DataDog / integrations-core

Core integrations of the Datadog Agent
BSD 3-Clause "New" or "Revised" License
880 stars 1.37k forks source link

[BUG] KafkaError{code=_TRANSPORT,val=-195,str="Failed to get metadata: Local: Broker transport failure"} #17914

Open froque opened 1 week ago

froque commented 1 week ago

Agent Environment

$ sudo datadog-agent version 
Agent 7.54.1 - Commit: 44d1992 - Serialization version: v5.0.114 - Go version: go1.21.9

Describe what happened:

After upgrading to 7.54.0, Kafka consumer lag checks started to fail

Describe what you expected:

Expected Datadog Agent to continue to get Kafka consumer lag offsets from Kafka cluster.

Steps to reproduce the issue:

instances:

Additional environment details (Operating System, Cloud provider, etc):

froque commented 1 week ago

As a workaround, disabling tls_verify or setting tls_ca_cert works

$ tail -n2 /etc/datadog-agent/conf.d/kafka_consumer.d/conf.yaml
    tls_verify: false
    tls_ca_cert: /opt/datadog-agent/embedded/ssl/certs/cacert.pem
FlorentClarret commented 1 week ago

Hello @froque!

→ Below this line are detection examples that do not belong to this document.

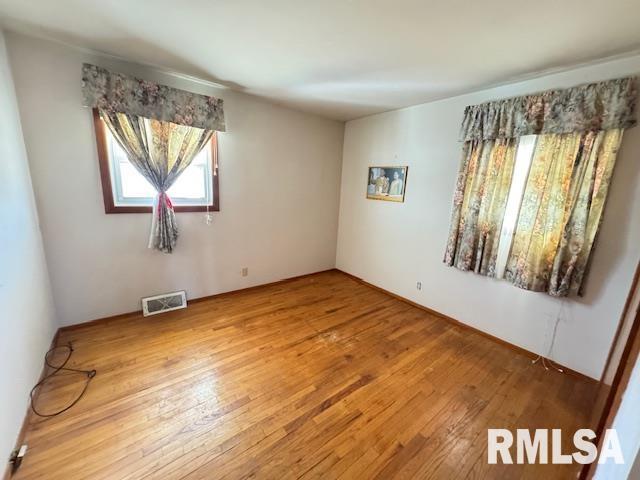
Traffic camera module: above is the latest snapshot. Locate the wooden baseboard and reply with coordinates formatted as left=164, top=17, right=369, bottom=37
left=336, top=268, right=599, bottom=383
left=56, top=268, right=336, bottom=335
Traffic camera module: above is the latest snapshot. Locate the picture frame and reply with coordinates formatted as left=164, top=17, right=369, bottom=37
left=367, top=166, right=409, bottom=203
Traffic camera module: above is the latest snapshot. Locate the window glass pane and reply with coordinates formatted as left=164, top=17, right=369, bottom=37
left=107, top=128, right=212, bottom=206
left=118, top=161, right=156, bottom=198
left=496, top=135, right=538, bottom=278
left=167, top=164, right=207, bottom=199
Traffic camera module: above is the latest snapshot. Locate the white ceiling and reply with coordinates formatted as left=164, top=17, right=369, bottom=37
left=0, top=0, right=640, bottom=120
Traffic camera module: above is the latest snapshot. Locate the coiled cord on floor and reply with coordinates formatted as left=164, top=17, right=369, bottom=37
left=29, top=342, right=96, bottom=417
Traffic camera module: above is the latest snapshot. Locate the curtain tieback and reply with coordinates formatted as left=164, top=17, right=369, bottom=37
left=158, top=192, right=173, bottom=217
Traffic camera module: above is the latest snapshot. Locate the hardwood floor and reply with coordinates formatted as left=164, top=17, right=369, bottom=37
left=14, top=271, right=595, bottom=480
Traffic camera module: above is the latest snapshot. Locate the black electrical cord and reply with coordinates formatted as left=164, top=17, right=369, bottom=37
left=29, top=342, right=96, bottom=417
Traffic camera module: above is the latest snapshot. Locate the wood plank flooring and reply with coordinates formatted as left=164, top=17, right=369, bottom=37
left=13, top=271, right=595, bottom=480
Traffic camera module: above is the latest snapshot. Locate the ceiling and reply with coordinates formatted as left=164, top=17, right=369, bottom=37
left=0, top=0, right=640, bottom=120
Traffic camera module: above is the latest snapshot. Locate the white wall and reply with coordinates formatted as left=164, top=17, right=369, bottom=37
left=7, top=33, right=344, bottom=325
left=336, top=57, right=640, bottom=377
left=0, top=31, right=57, bottom=462
left=593, top=359, right=640, bottom=480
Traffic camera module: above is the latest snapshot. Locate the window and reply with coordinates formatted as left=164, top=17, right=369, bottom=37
left=496, top=135, right=538, bottom=278
left=94, top=109, right=219, bottom=213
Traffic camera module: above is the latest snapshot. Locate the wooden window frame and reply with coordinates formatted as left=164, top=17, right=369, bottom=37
left=93, top=108, right=220, bottom=214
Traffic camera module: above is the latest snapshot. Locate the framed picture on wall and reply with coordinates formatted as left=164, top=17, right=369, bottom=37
left=367, top=167, right=409, bottom=202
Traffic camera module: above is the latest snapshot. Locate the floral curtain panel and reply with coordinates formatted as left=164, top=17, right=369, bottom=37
left=82, top=63, right=225, bottom=132
left=100, top=110, right=213, bottom=253
left=444, top=78, right=636, bottom=296
left=505, top=129, right=623, bottom=296
left=444, top=139, right=517, bottom=276
left=460, top=77, right=636, bottom=142
left=82, top=63, right=225, bottom=253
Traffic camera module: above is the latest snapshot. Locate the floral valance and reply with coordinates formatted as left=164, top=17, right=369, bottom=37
left=82, top=63, right=225, bottom=132
left=460, top=77, right=636, bottom=142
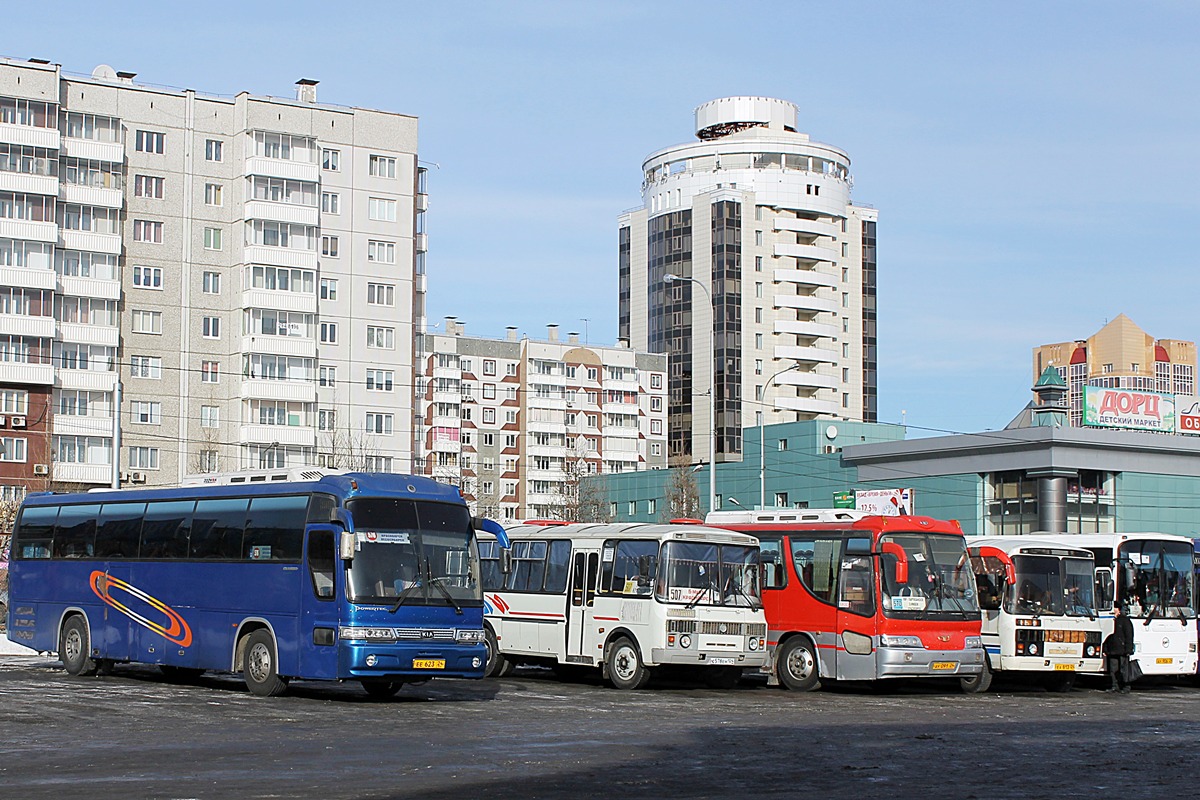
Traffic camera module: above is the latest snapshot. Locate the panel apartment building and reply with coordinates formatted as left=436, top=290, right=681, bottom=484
left=0, top=60, right=425, bottom=494
left=618, top=97, right=877, bottom=462
left=418, top=317, right=667, bottom=521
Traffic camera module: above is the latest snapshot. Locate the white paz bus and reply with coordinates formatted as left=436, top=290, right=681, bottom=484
left=962, top=536, right=1111, bottom=692
left=480, top=523, right=767, bottom=688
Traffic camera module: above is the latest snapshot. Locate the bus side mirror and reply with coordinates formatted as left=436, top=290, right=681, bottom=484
left=337, top=530, right=354, bottom=561
left=883, top=542, right=908, bottom=583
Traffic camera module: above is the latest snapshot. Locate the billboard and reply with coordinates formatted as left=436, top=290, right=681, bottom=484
left=1084, top=386, right=1175, bottom=433
left=854, top=489, right=913, bottom=517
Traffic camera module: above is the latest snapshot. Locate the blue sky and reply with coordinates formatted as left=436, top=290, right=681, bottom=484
left=11, top=0, right=1200, bottom=434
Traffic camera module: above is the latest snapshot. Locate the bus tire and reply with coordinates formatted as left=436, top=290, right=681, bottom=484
left=59, top=614, right=96, bottom=675
left=959, top=658, right=992, bottom=694
left=241, top=628, right=288, bottom=697
left=484, top=625, right=517, bottom=678
left=362, top=680, right=404, bottom=700
left=608, top=636, right=650, bottom=690
left=775, top=636, right=821, bottom=692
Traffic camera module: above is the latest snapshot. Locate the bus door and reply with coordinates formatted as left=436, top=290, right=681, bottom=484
left=836, top=539, right=878, bottom=680
left=299, top=527, right=346, bottom=679
left=566, top=551, right=600, bottom=664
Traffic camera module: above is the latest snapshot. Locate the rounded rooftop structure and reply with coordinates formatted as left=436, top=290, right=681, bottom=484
left=696, top=96, right=799, bottom=140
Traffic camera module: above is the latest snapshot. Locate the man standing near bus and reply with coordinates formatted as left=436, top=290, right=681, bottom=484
left=1104, top=606, right=1133, bottom=693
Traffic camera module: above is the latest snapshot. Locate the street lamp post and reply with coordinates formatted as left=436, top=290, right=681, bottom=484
left=758, top=363, right=800, bottom=509
left=662, top=272, right=716, bottom=511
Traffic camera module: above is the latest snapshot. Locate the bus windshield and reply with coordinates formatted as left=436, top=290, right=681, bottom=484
left=1117, top=540, right=1195, bottom=618
left=880, top=533, right=979, bottom=619
left=346, top=498, right=482, bottom=608
left=655, top=542, right=762, bottom=608
left=1004, top=554, right=1094, bottom=616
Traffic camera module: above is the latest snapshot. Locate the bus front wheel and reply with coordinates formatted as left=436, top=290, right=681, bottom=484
left=241, top=630, right=288, bottom=697
left=608, top=637, right=650, bottom=688
left=775, top=636, right=821, bottom=692
left=59, top=615, right=96, bottom=675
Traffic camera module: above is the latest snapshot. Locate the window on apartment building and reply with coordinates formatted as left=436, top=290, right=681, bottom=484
left=133, top=175, right=164, bottom=200
left=133, top=266, right=162, bottom=289
left=368, top=156, right=396, bottom=178
left=132, top=308, right=162, bottom=333
left=367, top=325, right=396, bottom=350
left=133, top=131, right=167, bottom=156
left=367, top=241, right=396, bottom=264
left=367, top=283, right=396, bottom=306
left=133, top=219, right=162, bottom=245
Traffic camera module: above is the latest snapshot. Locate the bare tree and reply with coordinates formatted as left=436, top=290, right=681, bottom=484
left=661, top=456, right=701, bottom=522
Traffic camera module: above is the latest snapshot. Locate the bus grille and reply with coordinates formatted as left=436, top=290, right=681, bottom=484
left=396, top=627, right=454, bottom=642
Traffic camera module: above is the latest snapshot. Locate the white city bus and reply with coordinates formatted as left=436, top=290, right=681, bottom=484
left=480, top=523, right=767, bottom=688
left=962, top=536, right=1111, bottom=692
left=1030, top=533, right=1196, bottom=678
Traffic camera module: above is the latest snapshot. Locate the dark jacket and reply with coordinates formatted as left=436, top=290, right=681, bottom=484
left=1104, top=614, right=1133, bottom=656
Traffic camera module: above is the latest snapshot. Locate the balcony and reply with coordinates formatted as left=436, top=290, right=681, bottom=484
left=241, top=289, right=317, bottom=314
left=0, top=122, right=61, bottom=150
left=245, top=200, right=320, bottom=225
left=4, top=361, right=54, bottom=386
left=246, top=156, right=320, bottom=184
left=60, top=137, right=125, bottom=164
left=0, top=314, right=54, bottom=339
left=0, top=172, right=59, bottom=197
left=58, top=369, right=116, bottom=392
left=59, top=184, right=125, bottom=209
left=0, top=266, right=59, bottom=290
left=0, top=219, right=59, bottom=243
left=245, top=245, right=317, bottom=270
left=60, top=275, right=121, bottom=300
left=59, top=323, right=120, bottom=347
left=241, top=378, right=317, bottom=403
left=238, top=425, right=317, bottom=447
left=60, top=230, right=121, bottom=255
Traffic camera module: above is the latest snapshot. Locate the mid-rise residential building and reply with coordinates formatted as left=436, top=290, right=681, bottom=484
left=416, top=317, right=667, bottom=521
left=0, top=59, right=425, bottom=501
left=1033, top=314, right=1196, bottom=427
left=618, top=97, right=877, bottom=470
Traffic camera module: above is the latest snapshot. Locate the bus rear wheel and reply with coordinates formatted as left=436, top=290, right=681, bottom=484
left=775, top=636, right=821, bottom=692
left=59, top=614, right=96, bottom=675
left=608, top=637, right=650, bottom=690
left=241, top=630, right=288, bottom=697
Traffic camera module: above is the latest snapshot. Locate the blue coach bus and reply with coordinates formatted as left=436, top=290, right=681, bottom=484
left=8, top=470, right=503, bottom=698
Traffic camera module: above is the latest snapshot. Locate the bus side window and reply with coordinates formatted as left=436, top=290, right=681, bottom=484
left=308, top=530, right=337, bottom=600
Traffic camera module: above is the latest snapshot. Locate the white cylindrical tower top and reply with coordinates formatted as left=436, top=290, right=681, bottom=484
left=696, top=97, right=799, bottom=140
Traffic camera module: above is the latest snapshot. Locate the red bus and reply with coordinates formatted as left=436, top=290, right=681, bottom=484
left=704, top=509, right=984, bottom=691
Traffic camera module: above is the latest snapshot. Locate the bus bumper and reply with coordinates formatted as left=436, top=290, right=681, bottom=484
left=337, top=642, right=487, bottom=680
left=877, top=648, right=984, bottom=678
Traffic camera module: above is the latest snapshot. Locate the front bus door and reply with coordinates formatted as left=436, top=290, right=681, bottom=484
left=838, top=539, right=877, bottom=680
left=300, top=527, right=346, bottom=680
left=565, top=551, right=600, bottom=664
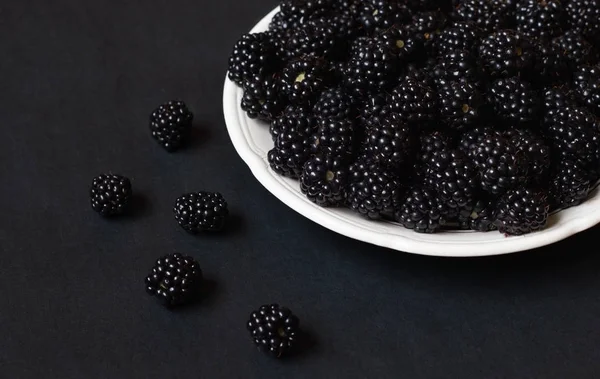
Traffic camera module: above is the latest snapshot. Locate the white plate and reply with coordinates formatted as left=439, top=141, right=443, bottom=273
left=223, top=9, right=600, bottom=257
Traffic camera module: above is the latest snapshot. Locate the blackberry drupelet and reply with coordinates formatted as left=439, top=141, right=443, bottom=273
left=516, top=0, right=566, bottom=38
left=150, top=100, right=194, bottom=152
left=145, top=253, right=203, bottom=307
left=479, top=30, right=535, bottom=78
left=242, top=76, right=286, bottom=121
left=173, top=191, right=229, bottom=234
left=300, top=154, right=348, bottom=207
left=438, top=80, right=488, bottom=130
left=228, top=33, right=278, bottom=86
left=90, top=174, right=132, bottom=216
left=573, top=65, right=600, bottom=116
left=489, top=77, right=540, bottom=123
left=246, top=304, right=301, bottom=358
left=496, top=189, right=550, bottom=235
left=280, top=57, right=331, bottom=104
left=390, top=77, right=437, bottom=125
left=346, top=158, right=402, bottom=220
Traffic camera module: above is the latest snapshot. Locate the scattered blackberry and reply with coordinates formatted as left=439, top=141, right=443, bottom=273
left=280, top=57, right=330, bottom=104
left=150, top=100, right=194, bottom=152
left=346, top=159, right=402, bottom=220
left=366, top=116, right=413, bottom=169
left=345, top=39, right=397, bottom=97
left=550, top=160, right=594, bottom=209
left=438, top=81, right=487, bottom=130
left=242, top=76, right=286, bottom=121
left=173, top=191, right=229, bottom=234
left=489, top=77, right=540, bottom=123
left=394, top=187, right=450, bottom=233
left=246, top=304, right=301, bottom=358
left=313, top=88, right=356, bottom=120
left=145, top=253, right=203, bottom=307
left=552, top=30, right=598, bottom=70
left=573, top=66, right=600, bottom=116
left=390, top=77, right=437, bottom=124
left=300, top=154, right=348, bottom=207
left=496, top=189, right=549, bottom=235
left=90, top=174, right=132, bottom=216
left=479, top=30, right=535, bottom=77
left=516, top=0, right=566, bottom=38
left=311, top=119, right=356, bottom=156
left=229, top=33, right=278, bottom=86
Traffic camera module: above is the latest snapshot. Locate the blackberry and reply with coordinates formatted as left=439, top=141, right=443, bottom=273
left=311, top=119, right=356, bottom=156
left=550, top=160, right=594, bottom=209
left=280, top=57, right=330, bottom=104
left=173, top=191, right=229, bottom=234
left=90, top=174, right=132, bottom=216
left=246, top=304, right=301, bottom=358
left=359, top=0, right=410, bottom=34
left=300, top=154, right=348, bottom=207
left=438, top=81, right=487, bottom=130
left=516, top=0, right=566, bottom=38
left=496, top=189, right=549, bottom=235
left=366, top=116, right=413, bottom=169
left=469, top=132, right=528, bottom=195
left=228, top=33, right=278, bottom=86
left=145, top=253, right=203, bottom=307
left=573, top=65, right=600, bottom=116
left=552, top=30, right=598, bottom=70
left=390, top=77, right=437, bottom=124
left=346, top=159, right=402, bottom=220
left=345, top=39, right=398, bottom=97
left=479, top=30, right=535, bottom=78
left=394, top=187, right=450, bottom=233
left=489, top=77, right=540, bottom=123
left=150, top=100, right=194, bottom=152
left=313, top=88, right=356, bottom=120
left=242, top=76, right=286, bottom=121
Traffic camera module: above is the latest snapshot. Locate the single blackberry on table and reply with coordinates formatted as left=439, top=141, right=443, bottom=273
left=228, top=32, right=278, bottom=86
left=573, top=65, right=600, bottom=116
left=173, top=191, right=229, bottom=234
left=437, top=80, right=487, bottom=130
left=516, top=0, right=566, bottom=38
left=246, top=304, right=301, bottom=358
left=242, top=76, right=286, bottom=121
left=496, top=188, right=550, bottom=235
left=313, top=87, right=356, bottom=120
left=479, top=30, right=535, bottom=77
left=549, top=159, right=594, bottom=209
left=150, top=100, right=194, bottom=152
left=300, top=154, right=348, bottom=207
left=489, top=77, right=540, bottom=123
left=90, top=174, right=132, bottom=216
left=346, top=158, right=402, bottom=220
left=394, top=187, right=450, bottom=233
left=345, top=39, right=398, bottom=97
left=280, top=57, right=331, bottom=104
left=390, top=77, right=437, bottom=124
left=552, top=30, right=598, bottom=70
left=145, top=253, right=203, bottom=307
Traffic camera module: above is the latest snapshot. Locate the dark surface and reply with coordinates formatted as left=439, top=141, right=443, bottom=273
left=0, top=0, right=600, bottom=379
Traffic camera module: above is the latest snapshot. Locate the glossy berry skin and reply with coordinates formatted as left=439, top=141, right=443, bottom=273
left=90, top=174, right=132, bottom=217
left=145, top=253, right=203, bottom=307
left=246, top=304, right=301, bottom=358
left=496, top=189, right=550, bottom=235
left=300, top=154, right=348, bottom=207
left=173, top=191, right=229, bottom=234
left=150, top=100, right=194, bottom=152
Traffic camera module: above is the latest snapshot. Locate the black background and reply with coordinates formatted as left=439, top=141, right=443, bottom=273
left=0, top=0, right=600, bottom=379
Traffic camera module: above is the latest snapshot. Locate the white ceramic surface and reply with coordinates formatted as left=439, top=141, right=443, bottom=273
left=223, top=9, right=600, bottom=257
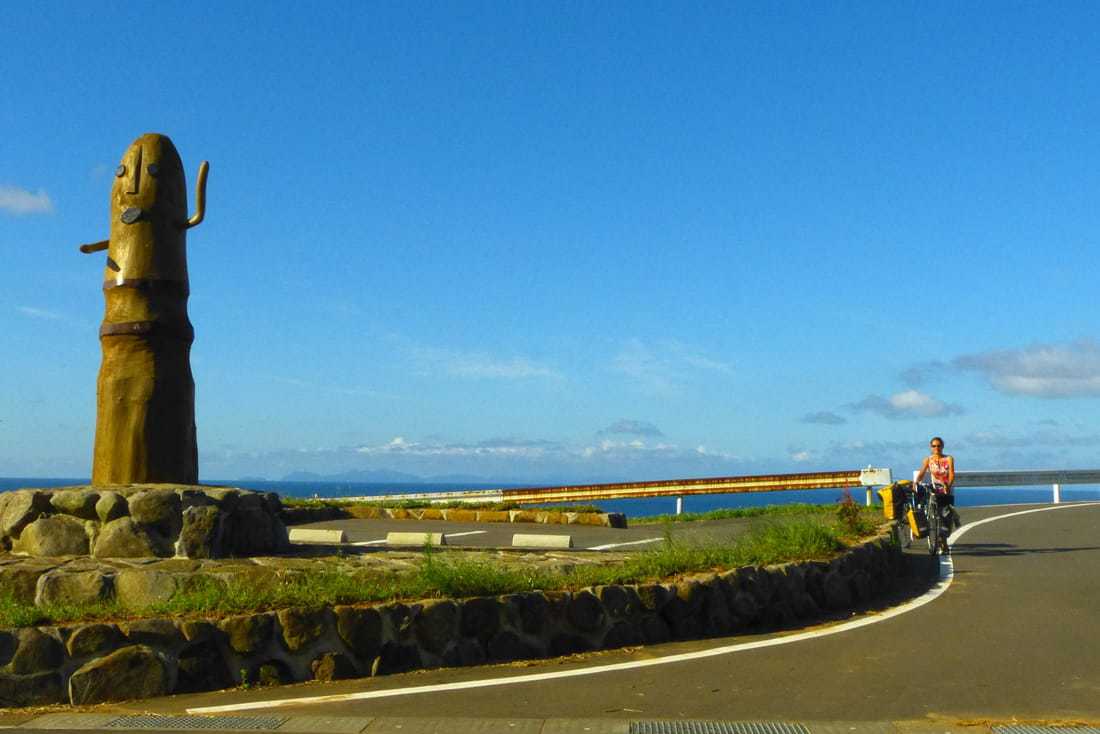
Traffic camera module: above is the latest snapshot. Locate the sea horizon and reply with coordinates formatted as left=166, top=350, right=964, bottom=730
left=0, top=476, right=1100, bottom=517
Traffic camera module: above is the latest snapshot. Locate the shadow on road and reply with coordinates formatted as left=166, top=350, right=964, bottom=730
left=952, top=543, right=1100, bottom=556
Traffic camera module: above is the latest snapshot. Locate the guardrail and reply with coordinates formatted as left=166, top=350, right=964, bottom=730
left=338, top=467, right=892, bottom=515
left=913, top=469, right=1100, bottom=504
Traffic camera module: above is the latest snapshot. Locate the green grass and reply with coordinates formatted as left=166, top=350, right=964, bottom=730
left=630, top=502, right=882, bottom=525
left=0, top=506, right=878, bottom=627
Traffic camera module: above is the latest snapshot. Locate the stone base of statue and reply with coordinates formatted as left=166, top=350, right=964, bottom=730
left=0, top=484, right=289, bottom=558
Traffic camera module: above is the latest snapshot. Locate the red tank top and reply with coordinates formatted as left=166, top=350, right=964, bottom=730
left=928, top=454, right=949, bottom=484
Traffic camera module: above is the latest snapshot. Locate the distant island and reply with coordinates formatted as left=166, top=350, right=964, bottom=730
left=277, top=469, right=516, bottom=485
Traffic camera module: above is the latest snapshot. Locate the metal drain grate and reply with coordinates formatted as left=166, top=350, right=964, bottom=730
left=630, top=721, right=809, bottom=734
left=103, top=714, right=290, bottom=732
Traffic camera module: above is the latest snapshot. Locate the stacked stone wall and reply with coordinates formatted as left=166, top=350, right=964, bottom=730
left=0, top=484, right=289, bottom=558
left=0, top=536, right=906, bottom=706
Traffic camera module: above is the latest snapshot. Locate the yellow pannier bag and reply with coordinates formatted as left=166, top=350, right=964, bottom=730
left=879, top=484, right=895, bottom=519
left=905, top=508, right=923, bottom=538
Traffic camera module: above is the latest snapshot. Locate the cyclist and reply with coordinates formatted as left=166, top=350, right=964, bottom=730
left=913, top=436, right=963, bottom=527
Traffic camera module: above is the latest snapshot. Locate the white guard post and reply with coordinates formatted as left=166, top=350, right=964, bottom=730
left=859, top=465, right=893, bottom=507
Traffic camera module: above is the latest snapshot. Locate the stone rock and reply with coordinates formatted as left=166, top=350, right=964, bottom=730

Thanks for opening this issue and the workaround. I'm going to transfer the issue to integrations-core because this is where the integrations lives. I'll let them know so they'll be able to take care of this.

HadhemiDD commented 6 days ago

@froque can you open a support case? Also, you can use the script in tests/python_client/script.py to run a barebones connection directly to the cluster for debugging. This script will attempt a connection and then fetch all of the consumer groups for that configuration. Please include it with the support case along with a Debug flare.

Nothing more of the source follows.